Click/Crackle/Chopiness on audio output (JACK problem?)

Hi. I am really new to all this, and barely even know what I am clicking (no pun intended) on in the application. Anyway, it looks very impressive, and I am so far able to connect my guitar multi-fx unit’s USB Audio output into the computer, and using software-monitoring I can hear the output.

However I have a problem. The audio output (through my onboard sound) is very crackly/choppy and broken. I expect this may be a kernel/JACK problem but I wonder if anybody has any advice.

I got out of bed early this morning with a brainwave - try 44,1KHz instead of 48k or vice-versa, but alas it makes no difference.

I can hear the crackling just listing to the inbuilt “click” metronome.

My machine is an Intel Core 2 Quad Q6600. I have no realtime kernel enabled. I could try moving to one, but I seem to remember reading that nVidia’s proprietary graphics module doesn’t work with RT kernel… (I had all those problems trying to use the nVidia module with a Xen kernel and believe the problem also relates to RT kernel).

My output device is : 00:1b.0 Audio device: Intel Corporation 82801I (ICH9 Family) HD Audio Controller (rev 02)
I think the actual hardware codec thing is an Analog Devices. ALSA says it’s ALC882.

I am using qjackctl before starting Ardour. Previous to this I was not, and I beleive Ardour was starting up jackd by itself. I couldn’t see where to alter sample rate and other jackd settings within Ardour so I started qjackctl before running Ardour and Ardour happily goes along with that instance, showing the sample rate that I set in the corner.

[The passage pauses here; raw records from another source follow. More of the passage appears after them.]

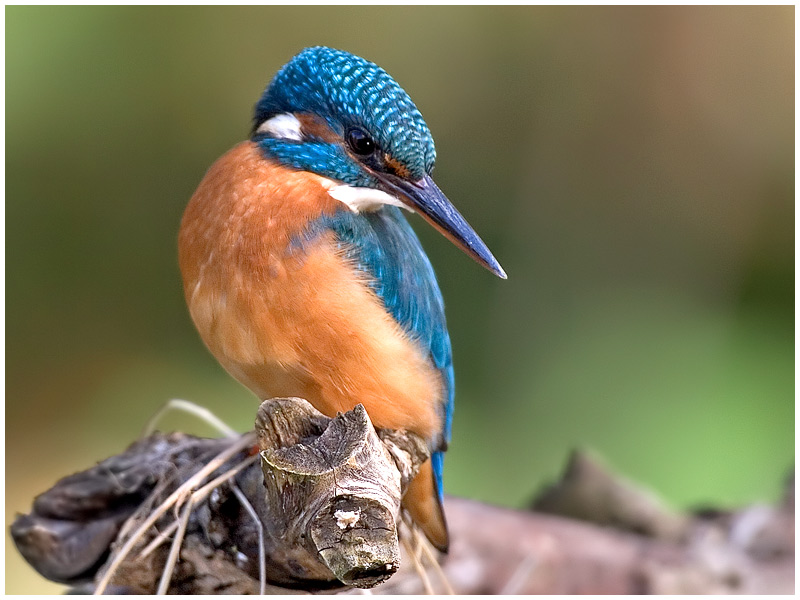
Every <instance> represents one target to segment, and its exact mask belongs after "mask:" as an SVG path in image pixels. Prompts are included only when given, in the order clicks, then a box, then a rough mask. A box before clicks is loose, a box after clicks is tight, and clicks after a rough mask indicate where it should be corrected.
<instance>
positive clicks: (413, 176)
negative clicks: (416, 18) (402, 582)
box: [178, 46, 506, 552]
mask: <svg viewBox="0 0 800 600" xmlns="http://www.w3.org/2000/svg"><path fill="white" fill-rule="evenodd" d="M435 158H436V150H435V148H434V143H433V138H432V136H431V133H430V130H429V129H428V126H427V125H426V123H425V121H424V120H423V118H422V115H421V114H420V112H419V110H418V109H417V107H416V106H415V105H414V103H413V102H412V101H411V98H409V96H408V94H406V92H405V91H404V90H403V89H402V88H401V87H400V86H399V85H398V84H397V83H396V82H395V80H394V79H393V78H392V77H391V76H390V75H389V74H388V73H386V71H384V70H383V69H382V68H380V67H379V66H377V65H375V64H374V63H372V62H369V61H367V60H365V59H363V58H360V57H358V56H355V55H353V54H350V53H348V52H344V51H341V50H335V49H332V48H327V47H320V46H318V47H313V48H306V49H305V50H303V51H301V52H300V53H299V54H297V55H296V56H294V57H293V58H292V59H291V60H290V61H289V62H288V63H287V64H285V65H284V66H283V67H282V68H281V69H280V70H279V71H278V73H277V74H276V75H275V77H274V78H273V79H272V81H271V82H270V83H269V85H268V86H267V88H266V90H265V91H264V93H263V95H262V96H261V98H260V99H259V101H258V103H257V104H256V107H255V117H254V122H253V128H252V131H251V136H250V139H249V140H247V141H244V142H242V143H240V144H239V145H237V146H235V147H234V148H233V149H231V150H230V151H228V152H227V153H226V154H225V155H223V156H222V157H221V158H220V159H218V160H217V161H216V162H215V163H214V164H213V165H212V166H211V168H210V169H209V170H208V172H207V173H206V175H205V177H204V178H203V180H202V181H201V183H200V185H199V187H198V188H197V190H196V191H195V193H194V195H193V196H192V198H191V200H190V202H189V204H188V206H187V208H186V211H185V213H184V215H183V219H182V221H181V226H180V233H179V240H178V246H179V263H180V269H181V274H182V278H183V287H184V293H185V296H186V301H187V304H188V307H189V312H190V314H191V317H192V320H193V321H194V324H195V326H196V327H197V329H198V331H199V333H200V336H201V337H202V339H203V341H204V343H205V344H206V346H207V347H208V348H209V350H210V351H211V353H212V354H213V355H214V356H215V357H216V358H217V360H218V361H219V362H220V363H221V364H222V366H223V367H224V368H225V369H226V370H227V371H228V372H229V373H230V374H231V375H232V376H233V377H234V378H236V379H237V380H239V382H241V383H242V384H244V385H245V386H246V387H248V388H249V389H250V390H251V391H253V392H254V393H255V394H256V395H257V396H258V398H259V399H261V400H267V399H269V398H275V397H282V396H298V397H301V398H304V399H306V400H307V401H309V402H310V403H311V404H312V405H313V406H314V407H315V408H316V409H317V410H319V411H320V412H321V413H323V414H325V415H327V416H329V417H335V416H336V414H337V412H345V411H348V410H351V409H352V408H353V407H354V406H355V405H357V404H359V403H360V404H362V405H363V406H364V408H365V409H366V410H367V413H368V414H369V416H370V419H371V420H372V422H373V423H374V425H375V426H376V427H382V428H389V429H405V430H408V431H411V432H413V433H415V434H417V435H419V436H421V437H422V438H423V439H424V440H426V442H427V443H428V445H429V448H430V451H431V458H430V459H429V460H427V461H426V462H425V463H424V464H423V465H422V467H421V468H420V470H419V472H418V473H417V475H416V476H415V478H414V479H413V480H412V482H411V484H410V485H409V487H408V490H407V492H406V494H405V496H404V498H403V502H402V505H403V507H404V508H405V509H406V510H407V511H408V512H409V513H410V515H411V517H412V519H413V521H414V523H415V524H416V525H417V526H418V527H419V528H420V529H421V530H422V531H423V533H424V534H425V535H426V537H427V538H428V540H429V541H430V542H431V543H432V544H433V545H434V546H435V547H436V548H438V549H439V550H441V551H442V552H446V551H447V549H448V544H449V537H448V532H447V525H446V522H445V516H444V512H443V507H442V500H443V492H442V469H443V453H444V451H445V450H446V449H447V444H448V442H449V441H450V430H451V425H452V418H453V399H454V376H453V363H452V352H451V345H450V338H449V335H448V331H447V325H446V322H445V314H444V302H443V299H442V294H441V292H440V290H439V286H438V284H437V281H436V276H435V274H434V271H433V268H432V266H431V263H430V261H429V260H428V257H427V255H426V254H425V251H424V250H423V249H422V246H421V245H420V242H419V240H418V238H417V236H416V235H415V233H414V231H413V230H412V229H411V226H410V225H409V223H408V221H407V220H406V218H405V216H404V214H403V211H404V210H405V211H407V212H413V213H417V214H419V215H420V216H421V217H422V218H423V219H424V220H426V221H427V222H429V223H430V224H431V225H433V226H434V227H435V228H436V229H437V230H439V231H440V232H441V233H442V234H444V235H445V236H446V237H447V238H448V239H450V240H451V241H452V242H453V243H454V244H456V245H457V246H458V247H460V248H461V249H462V250H464V251H465V252H466V253H467V254H468V255H469V256H471V257H472V258H473V259H475V260H476V261H477V262H478V263H480V264H482V265H483V266H485V267H486V268H488V269H489V270H490V271H491V272H493V273H494V274H495V275H497V276H499V277H501V278H503V279H505V277H506V274H505V272H504V271H503V269H502V267H501V266H500V264H499V263H498V262H497V260H496V259H495V258H494V256H492V253H491V252H490V251H489V249H488V248H487V246H486V244H484V243H483V241H482V240H481V239H480V237H478V234H477V233H475V231H474V230H473V229H472V227H470V225H469V224H468V223H467V222H466V220H465V219H464V217H462V216H461V214H460V213H459V212H458V210H456V208H455V207H454V206H453V205H452V204H451V203H450V201H449V200H448V199H447V198H446V197H445V195H444V194H443V193H442V192H441V191H440V190H439V188H438V187H437V186H436V184H435V183H434V181H433V179H432V178H431V172H432V171H433V166H434V161H435Z"/></svg>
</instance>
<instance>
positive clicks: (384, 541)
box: [256, 398, 428, 588]
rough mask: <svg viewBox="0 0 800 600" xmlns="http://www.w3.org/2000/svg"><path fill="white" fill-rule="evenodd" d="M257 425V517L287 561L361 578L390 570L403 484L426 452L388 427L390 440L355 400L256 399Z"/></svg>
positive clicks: (325, 572) (394, 566) (373, 584)
mask: <svg viewBox="0 0 800 600" xmlns="http://www.w3.org/2000/svg"><path fill="white" fill-rule="evenodd" d="M256 432H257V435H258V443H259V447H260V448H261V458H262V463H261V466H262V470H263V473H264V485H265V488H266V502H265V503H264V506H265V508H266V512H267V515H266V518H264V519H263V522H264V523H265V525H266V530H267V534H268V535H270V536H271V537H272V538H273V540H275V541H280V547H282V548H284V549H285V551H286V554H285V556H284V559H285V562H286V564H287V565H294V564H300V565H302V566H303V568H304V569H307V570H310V571H312V573H313V576H314V577H319V578H322V577H325V576H328V575H329V573H330V572H333V574H334V575H335V576H336V578H337V579H339V581H341V582H343V583H345V584H347V585H350V586H354V587H361V588H369V587H373V586H375V585H377V584H379V583H382V582H383V581H385V580H386V579H388V578H389V577H390V576H391V575H392V574H393V573H394V572H395V571H397V569H398V567H399V565H400V548H399V543H398V538H397V524H398V522H399V520H398V517H399V514H400V499H401V497H402V488H404V487H405V484H407V483H408V481H409V480H410V479H411V478H412V477H413V475H414V474H415V473H416V471H417V469H418V468H419V465H420V464H421V463H422V462H424V461H425V460H426V459H427V458H428V451H427V448H426V447H425V444H424V442H423V441H422V440H421V439H420V438H418V437H416V436H413V435H404V436H402V438H401V439H400V440H399V441H400V443H399V444H398V439H397V437H396V436H388V439H390V440H391V441H390V443H389V445H388V448H390V449H391V450H389V449H388V448H387V446H385V445H384V444H383V443H382V442H381V439H380V438H379V436H378V434H377V433H376V432H375V430H374V428H373V427H372V423H371V422H370V420H369V417H368V416H367V411H366V410H365V409H364V407H363V406H362V405H360V404H359V405H357V406H356V407H355V408H354V409H353V410H352V411H350V412H347V413H344V414H341V415H339V416H338V417H337V418H336V419H328V418H327V417H324V416H322V415H321V414H320V413H319V412H318V411H317V410H315V409H314V408H313V407H312V406H311V405H310V404H308V403H307V402H305V401H304V400H300V399H298V398H286V399H279V400H272V401H268V402H264V403H263V404H262V405H261V407H260V408H259V411H258V417H257V419H256Z"/></svg>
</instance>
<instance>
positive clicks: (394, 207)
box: [307, 206, 455, 499]
mask: <svg viewBox="0 0 800 600" xmlns="http://www.w3.org/2000/svg"><path fill="white" fill-rule="evenodd" d="M324 230H332V231H333V232H334V233H335V234H336V237H337V239H338V241H339V244H340V245H341V247H342V249H343V250H344V252H345V255H346V256H347V257H348V258H349V259H351V260H353V261H354V262H355V263H356V264H357V265H358V267H359V268H360V269H362V270H364V271H365V272H366V273H368V274H369V275H371V277H372V283H371V285H372V287H373V289H374V290H375V293H376V294H377V295H378V296H379V297H380V298H381V300H383V303H384V305H385V306H386V310H387V311H389V313H390V314H391V315H392V316H393V317H394V318H395V319H396V320H397V322H398V323H400V325H401V326H402V327H403V329H404V330H405V331H406V332H407V333H408V334H409V336H410V337H412V338H413V339H415V340H417V341H418V342H419V344H420V345H421V346H422V347H423V348H426V349H428V351H429V353H430V358H431V361H432V362H433V364H434V365H436V368H437V369H438V370H439V371H440V373H441V374H442V380H443V381H444V385H445V393H444V394H443V399H442V405H441V407H440V408H441V412H442V416H443V420H442V422H443V428H442V432H441V436H440V439H438V440H432V450H434V453H433V456H432V466H433V472H434V477H435V478H436V487H437V490H438V493H439V497H440V499H441V497H442V493H443V492H442V469H443V466H444V450H446V449H447V443H448V442H449V441H450V430H451V426H452V420H453V399H454V384H455V380H454V377H453V358H452V350H451V347H450V336H449V335H448V333H447V324H446V322H445V316H444V300H443V299H442V293H441V292H440V291H439V285H438V283H437V282H436V275H435V274H434V272H433V267H432V266H431V263H430V261H429V260H428V257H427V255H426V254H425V251H424V250H423V249H422V245H421V244H420V242H419V239H418V238H417V235H416V234H415V233H414V230H413V229H411V226H410V225H409V224H408V221H406V218H405V217H404V216H403V214H402V213H401V211H400V209H399V208H396V207H394V206H384V207H383V208H381V209H380V210H377V211H374V212H366V213H361V214H356V213H352V212H350V211H340V212H338V213H336V214H335V215H333V216H325V217H323V218H321V219H319V220H318V221H316V222H315V223H314V224H313V225H312V226H311V227H310V228H309V230H308V233H307V234H309V235H310V236H311V237H313V236H314V235H315V234H316V233H319V232H321V231H324Z"/></svg>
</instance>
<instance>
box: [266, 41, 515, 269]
mask: <svg viewBox="0 0 800 600" xmlns="http://www.w3.org/2000/svg"><path fill="white" fill-rule="evenodd" d="M252 139H253V141H254V142H256V143H257V144H258V145H259V147H260V148H261V149H262V151H263V152H264V154H265V155H266V156H268V157H270V158H273V159H275V160H278V161H279V162H281V163H282V164H285V165H288V166H291V167H293V168H296V169H300V170H305V171H310V172H313V173H316V174H318V175H321V176H323V177H326V178H328V179H331V180H333V181H335V182H337V184H338V185H335V186H334V187H332V188H331V190H330V192H329V193H330V195H331V196H333V197H334V198H335V199H337V200H339V201H341V202H343V203H344V204H346V205H347V206H348V207H349V208H350V209H351V210H353V211H355V212H362V211H368V210H375V209H378V208H380V207H381V206H382V205H384V204H390V205H395V206H400V207H402V208H405V209H407V210H411V211H414V212H418V213H419V214H421V215H422V216H423V217H424V218H425V219H426V220H427V221H428V222H430V223H431V224H432V225H433V226H434V227H436V228H437V229H438V230H439V231H440V232H441V233H443V234H444V235H445V236H447V237H448V238H449V239H450V240H451V241H452V242H454V243H455V244H456V245H457V246H459V247H460V248H461V249H462V250H464V251H465V252H466V253H467V254H469V255H470V256H472V257H473V258H474V259H475V260H476V261H478V262H479V263H481V264H482V265H484V266H485V267H486V268H488V269H489V270H490V271H492V272H493V273H495V274H496V275H498V276H500V277H503V278H505V272H504V271H503V269H502V267H501V266H500V265H499V264H498V262H497V260H496V259H495V258H494V256H492V253H491V252H490V251H489V249H488V248H487V247H486V244H484V243H483V241H482V240H481V239H480V237H478V234H477V233H475V231H474V230H473V229H472V227H470V225H469V224H468V223H467V222H466V220H465V219H464V217H462V216H461V214H460V213H459V212H458V211H457V210H456V208H455V207H454V206H453V205H452V204H451V203H450V201H449V200H448V199H447V198H446V197H445V196H444V194H443V193H442V192H441V191H440V190H439V188H438V187H437V186H436V184H435V183H434V182H433V179H432V178H431V172H432V171H433V166H434V162H435V160H436V149H435V147H434V144H433V137H432V136H431V133H430V130H429V129H428V126H427V125H426V124H425V121H424V119H423V118H422V115H421V114H420V112H419V110H418V109H417V107H416V106H415V105H414V103H413V102H412V101H411V98H409V96H408V94H406V92H405V91H404V90H403V88H401V87H400V86H399V85H398V84H397V82H396V81H395V80H394V79H392V77H391V76H390V75H389V74H388V73H386V71H384V70H383V69H381V68H380V67H379V66H377V65H375V64H374V63H371V62H369V61H367V60H364V59H363V58H359V57H358V56H354V55H353V54H350V53H348V52H343V51H341V50H334V49H332V48H325V47H314V48H306V49H305V50H303V51H302V52H300V53H299V54H297V55H296V56H295V57H294V58H292V60H290V61H289V62H288V63H287V64H286V65H284V66H283V67H282V68H281V70H280V71H278V73H277V75H275V77H274V78H273V80H272V82H271V83H270V84H269V86H267V89H266V90H265V91H264V94H263V95H262V97H261V99H260V100H259V102H258V104H257V105H256V111H255V123H254V127H253V135H252Z"/></svg>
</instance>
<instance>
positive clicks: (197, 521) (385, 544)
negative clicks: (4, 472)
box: [11, 399, 794, 594]
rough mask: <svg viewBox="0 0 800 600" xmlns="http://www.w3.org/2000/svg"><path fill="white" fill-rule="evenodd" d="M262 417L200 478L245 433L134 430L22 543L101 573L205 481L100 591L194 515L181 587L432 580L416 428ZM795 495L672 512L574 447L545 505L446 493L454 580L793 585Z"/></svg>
mask: <svg viewBox="0 0 800 600" xmlns="http://www.w3.org/2000/svg"><path fill="white" fill-rule="evenodd" d="M257 431H258V434H257V436H258V441H259V450H260V456H261V458H262V459H263V460H261V462H260V463H259V460H258V458H257V457H255V456H254V455H253V452H252V451H250V450H249V449H247V448H245V449H244V450H241V451H237V452H234V453H232V455H231V456H230V457H229V458H227V459H225V460H221V461H220V463H219V464H218V465H213V464H212V465H211V466H212V467H214V468H213V469H211V470H210V472H209V473H208V474H207V476H206V477H205V478H203V479H202V481H199V482H196V483H195V482H194V480H193V479H192V477H193V474H195V473H196V472H197V471H199V470H200V469H201V468H203V467H205V466H206V465H209V464H210V461H212V460H213V459H214V457H216V456H218V455H220V453H222V452H224V451H226V449H230V448H232V444H236V443H239V444H240V446H241V447H244V446H246V445H247V443H246V442H247V440H249V439H250V438H244V439H243V440H241V441H239V440H230V439H221V440H207V439H198V438H193V437H190V436H186V435H183V434H170V435H161V434H156V435H153V436H150V437H148V438H145V439H143V440H140V441H138V442H136V443H135V444H133V445H132V446H131V447H130V448H128V450H126V451H125V452H124V453H122V454H120V455H118V456H114V457H111V458H109V459H107V460H105V461H103V462H102V463H100V464H99V465H97V466H95V467H93V468H91V469H89V470H87V471H84V472H82V473H78V474H76V475H72V476H70V477H67V478H65V479H62V480H61V481H59V482H58V483H56V485H55V486H54V487H53V488H51V489H50V490H48V491H47V492H45V493H44V494H42V495H40V496H39V497H38V498H36V500H35V502H34V505H33V510H32V512H31V514H30V515H24V516H19V517H18V518H17V519H16V521H15V522H14V524H13V525H12V527H11V533H12V536H13V538H14V541H15V543H16V544H17V548H18V549H19V551H20V552H21V553H22V554H23V556H24V557H25V558H26V559H27V560H28V562H30V563H31V564H32V565H33V566H34V568H36V569H37V570H38V571H39V572H40V573H41V574H42V575H43V576H45V577H47V578H48V579H51V580H53V581H59V582H62V583H67V584H70V585H73V586H84V589H93V587H94V586H95V585H96V583H97V582H98V581H100V578H101V577H102V576H103V575H104V574H105V573H106V572H107V569H108V567H109V564H110V562H111V560H112V559H113V558H114V556H115V555H116V554H115V553H118V552H119V551H120V548H121V547H122V546H123V544H124V543H125V542H126V541H127V540H130V539H131V538H132V534H133V533H134V531H135V530H136V528H137V527H138V526H140V525H141V524H142V523H144V522H145V520H146V519H147V516H148V515H150V514H152V512H153V510H154V509H155V507H157V506H158V505H159V504H160V503H162V502H163V501H164V499H166V498H168V497H170V495H176V490H179V489H180V486H181V485H182V484H185V483H186V482H189V483H191V484H192V485H191V486H190V487H191V489H192V490H195V491H194V492H192V491H191V490H190V491H188V492H187V493H185V494H181V493H179V494H177V496H179V500H178V501H176V502H175V503H174V505H172V506H170V507H169V509H168V510H166V511H165V512H164V514H163V515H162V516H161V517H160V518H158V519H157V520H156V522H155V526H154V527H148V528H146V535H145V536H143V537H142V538H141V539H138V540H136V543H135V549H134V551H133V552H131V553H130V555H128V556H127V558H126V559H125V560H124V561H122V566H121V567H120V568H119V569H117V570H116V571H115V572H114V573H113V577H111V578H110V582H111V585H110V586H109V587H108V588H107V589H106V592H130V591H133V592H139V593H154V592H155V590H156V589H157V588H158V585H159V581H160V580H161V578H162V573H163V572H164V570H165V565H167V564H168V563H169V561H168V559H169V555H170V545H171V543H172V541H173V540H174V539H175V537H176V536H177V534H178V533H179V532H180V525H181V517H182V516H184V515H185V516H186V518H187V520H186V523H185V524H186V529H185V536H184V537H183V539H182V540H180V539H179V540H178V541H179V542H180V543H179V544H177V545H176V546H175V549H176V552H178V551H179V553H178V554H176V556H177V557H178V558H179V560H178V561H177V562H176V564H175V566H174V569H173V570H172V572H171V574H170V576H169V577H168V578H167V583H168V584H169V592H170V593H258V592H259V591H260V589H261V588H262V586H263V587H264V588H265V589H266V591H270V590H272V591H277V592H281V593H287V592H289V591H292V590H303V591H321V590H337V589H338V590H341V591H346V590H347V589H349V588H347V587H345V585H344V583H347V584H349V585H360V586H362V587H367V586H373V585H377V584H381V582H383V583H382V584H381V585H378V587H376V588H375V590H374V591H375V592H376V593H420V592H422V591H423V586H422V583H421V581H420V579H419V577H418V575H417V573H416V572H415V571H414V570H413V569H412V568H411V567H410V565H409V563H410V561H409V560H408V556H405V555H403V556H401V553H400V551H399V547H398V544H397V529H398V528H397V523H398V522H399V521H398V513H399V507H400V504H399V502H400V498H401V494H402V490H403V489H404V487H405V484H406V483H407V482H408V481H409V479H410V478H411V477H413V474H414V473H415V472H416V468H417V467H418V465H419V464H420V463H421V462H423V461H424V460H425V459H426V458H427V450H426V449H425V444H424V443H423V442H422V440H420V439H419V438H417V437H415V436H413V435H409V434H407V433H404V432H387V431H380V430H379V431H378V432H377V433H376V431H375V430H374V429H373V427H372V425H371V423H370V422H369V418H368V417H367V415H366V412H365V411H364V410H363V408H359V407H357V408H356V409H354V410H353V411H350V412H348V413H345V414H344V415H340V416H339V417H337V418H336V419H328V418H326V417H324V416H322V415H320V414H319V413H317V412H316V411H315V410H314V409H313V408H311V407H310V405H308V404H307V403H306V402H305V401H302V400H298V399H283V400H278V401H270V402H268V403H265V404H263V405H262V407H261V409H260V410H259V416H258V420H257ZM228 454H231V452H230V451H228ZM207 470H208V469H207ZM237 470H238V471H237ZM231 475H233V476H231ZM225 477H229V479H228V480H227V481H225V482H223V483H221V484H220V485H218V486H216V485H214V486H213V489H208V488H209V486H211V484H209V483H208V482H209V481H212V480H214V479H215V478H217V479H223V478H225ZM265 482H266V487H265ZM204 494H205V495H204ZM793 498H794V482H793V480H792V481H790V482H789V484H788V485H787V494H786V499H785V500H784V502H782V503H781V504H780V505H779V506H777V507H768V506H754V507H749V508H745V509H742V510H740V511H735V512H723V511H704V513H703V514H699V515H687V514H679V513H674V512H672V511H669V510H668V509H667V508H665V507H664V505H663V504H662V503H661V502H660V501H659V500H658V499H657V498H655V497H654V496H653V495H652V494H651V493H649V492H644V491H642V490H641V488H640V487H639V486H637V485H635V484H633V483H631V482H629V481H624V480H622V479H621V478H620V477H619V476H617V475H615V474H614V473H612V472H610V471H608V470H607V469H606V468H605V467H603V465H602V464H601V463H599V462H598V461H597V460H595V459H593V458H591V457H589V456H587V455H585V454H583V453H575V454H574V455H573V457H572V458H571V461H570V464H569V466H568V468H567V470H566V472H565V475H564V477H563V478H562V479H561V481H560V482H558V483H557V484H556V485H554V486H552V487H551V488H549V489H548V490H546V491H545V492H544V493H543V494H542V495H541V496H540V498H539V499H538V500H537V502H536V503H535V506H536V507H537V510H538V511H540V512H528V511H515V510H509V509H503V508H498V507H493V506H488V505H485V504H481V503H477V502H473V501H469V500H464V499H458V498H452V497H449V498H447V499H446V502H445V510H446V513H447V518H448V523H449V527H450V531H451V538H452V545H451V551H450V554H449V555H448V556H446V557H444V559H443V560H442V568H443V570H444V573H445V574H446V575H447V577H448V579H449V581H450V583H451V584H452V586H453V587H454V588H455V590H456V592H458V593H471V594H476V593H549V594H566V593H595V594H599V593H615V594H627V593H672V594H674V593H730V592H742V593H752V594H762V593H792V592H793V589H794V501H793ZM192 503H193V505H192ZM187 507H188V508H187ZM189 509H191V510H189ZM541 511H549V512H556V513H561V514H562V515H567V516H568V517H569V518H567V517H565V516H554V515H548V514H542V513H541ZM253 515H255V516H257V519H254V518H253ZM589 521H595V523H592V522H589ZM598 523H599V524H598ZM159 532H162V533H165V534H166V535H161V537H159V535H160V533H159ZM162 538H163V539H162ZM259 540H261V541H259ZM261 556H263V560H262V558H261ZM400 563H402V567H401V568H400V569H399V570H398V564H400ZM262 565H263V566H262ZM395 571H397V572H396V573H395ZM262 573H263V574H264V578H265V580H264V581H263V582H261V583H260V578H261V574H262ZM393 573H395V574H394V575H393V576H392V574H393ZM390 576H391V579H388V581H387V578H388V577H390ZM431 580H432V581H434V582H436V577H435V576H434V574H433V573H431ZM343 582H344V583H343Z"/></svg>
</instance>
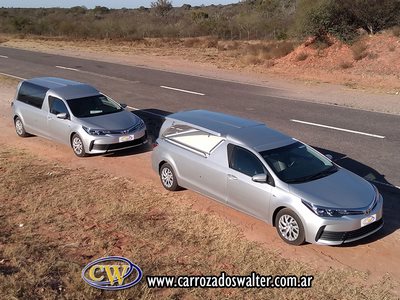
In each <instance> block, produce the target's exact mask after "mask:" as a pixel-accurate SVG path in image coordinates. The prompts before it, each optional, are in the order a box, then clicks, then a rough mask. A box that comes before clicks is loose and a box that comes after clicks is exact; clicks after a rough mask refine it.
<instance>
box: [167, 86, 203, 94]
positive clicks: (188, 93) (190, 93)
mask: <svg viewBox="0 0 400 300" xmlns="http://www.w3.org/2000/svg"><path fill="white" fill-rule="evenodd" d="M160 88H163V89H167V90H173V91H178V92H182V93H188V94H193V95H199V96H205V95H206V94H203V93H198V92H193V91H188V90H182V89H177V88H173V87H170V86H165V85H161V86H160Z"/></svg>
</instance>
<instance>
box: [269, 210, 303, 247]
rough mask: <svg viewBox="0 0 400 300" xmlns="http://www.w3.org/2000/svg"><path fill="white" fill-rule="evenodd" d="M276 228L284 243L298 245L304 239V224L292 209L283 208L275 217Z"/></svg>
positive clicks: (292, 244) (275, 223)
mask: <svg viewBox="0 0 400 300" xmlns="http://www.w3.org/2000/svg"><path fill="white" fill-rule="evenodd" d="M275 225H276V230H277V231H278V234H279V236H280V237H281V239H282V240H284V241H285V242H286V243H288V244H291V245H296V246H299V245H301V244H303V243H304V241H305V233H304V226H303V223H301V220H300V218H299V216H298V215H296V213H295V212H294V211H292V210H291V209H288V208H284V209H282V210H281V211H279V212H278V214H277V215H276V219H275Z"/></svg>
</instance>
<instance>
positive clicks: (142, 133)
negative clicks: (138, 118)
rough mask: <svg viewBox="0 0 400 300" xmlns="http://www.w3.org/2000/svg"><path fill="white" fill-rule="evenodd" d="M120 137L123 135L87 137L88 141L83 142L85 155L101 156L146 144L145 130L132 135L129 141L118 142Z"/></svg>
mask: <svg viewBox="0 0 400 300" xmlns="http://www.w3.org/2000/svg"><path fill="white" fill-rule="evenodd" d="M131 135H132V134H131ZM87 136H89V135H87ZM122 136H123V135H105V136H99V137H93V136H89V138H88V140H86V141H85V148H86V149H85V150H86V153H89V154H102V153H107V152H114V151H119V150H124V149H128V148H133V147H138V146H141V145H144V144H146V143H147V131H146V129H143V130H140V131H138V132H135V133H133V136H134V139H133V140H130V141H126V142H120V137H122Z"/></svg>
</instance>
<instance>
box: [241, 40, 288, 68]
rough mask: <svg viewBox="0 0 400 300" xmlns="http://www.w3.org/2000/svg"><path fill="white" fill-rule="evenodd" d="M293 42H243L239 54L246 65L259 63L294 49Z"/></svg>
mask: <svg viewBox="0 0 400 300" xmlns="http://www.w3.org/2000/svg"><path fill="white" fill-rule="evenodd" d="M294 47H295V44H294V43H293V42H287V41H285V42H269V43H243V44H242V45H241V47H239V49H238V55H239V56H240V57H241V58H242V59H241V60H242V62H243V63H244V64H245V65H257V64H261V63H263V62H266V61H270V60H274V59H278V58H281V57H284V56H286V55H288V54H289V53H290V52H292V51H293V50H294Z"/></svg>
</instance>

Others I have read have all found it to be sample rate related, but this isn’t helping :frowning:

I am using Fedora 8 on x86-64.

Hope you can help - thanks!

Not having a realtime kernel is most likely your problem. Nvidia works fine with a realtime kernel on my system and on every other distro i’ve ever used. If you don’t want to get a realtime kernel you will need to have your frames/periods set to minimum of 1024, and you will need to read up about setting your system to give audio threads preference over other processes…google for jack and /etc/security/limits.conf.

Good luck

Thanks Solv. I have just come back to say that I have had some good sucess:

I changed “Periods/Buffer” to 4 (from 2) and it has stopped the clicking. It now sounds fine except for a some small latency that I can live with for now.

I will play with the frames/period as well, although it is on 512 at the moment and sounding good!

Super.

great stuff

Thanks to this thread for some more ideas.

I’m running Ubuntu Studio (RT-Kernel already built), and while I’m waiting for my new interface I was just trying to get my feet wet with the on-board audio card. I had the same problem: sounded good when recording, sounded like chop suey (not the song) coming out. I’ll try the suggestions listed here.

Any other feedback much appreciated.

HP AMD64x2 dual-core, 2GB RAM, 80GB SATA (System) 500GB SATA (Home/Data).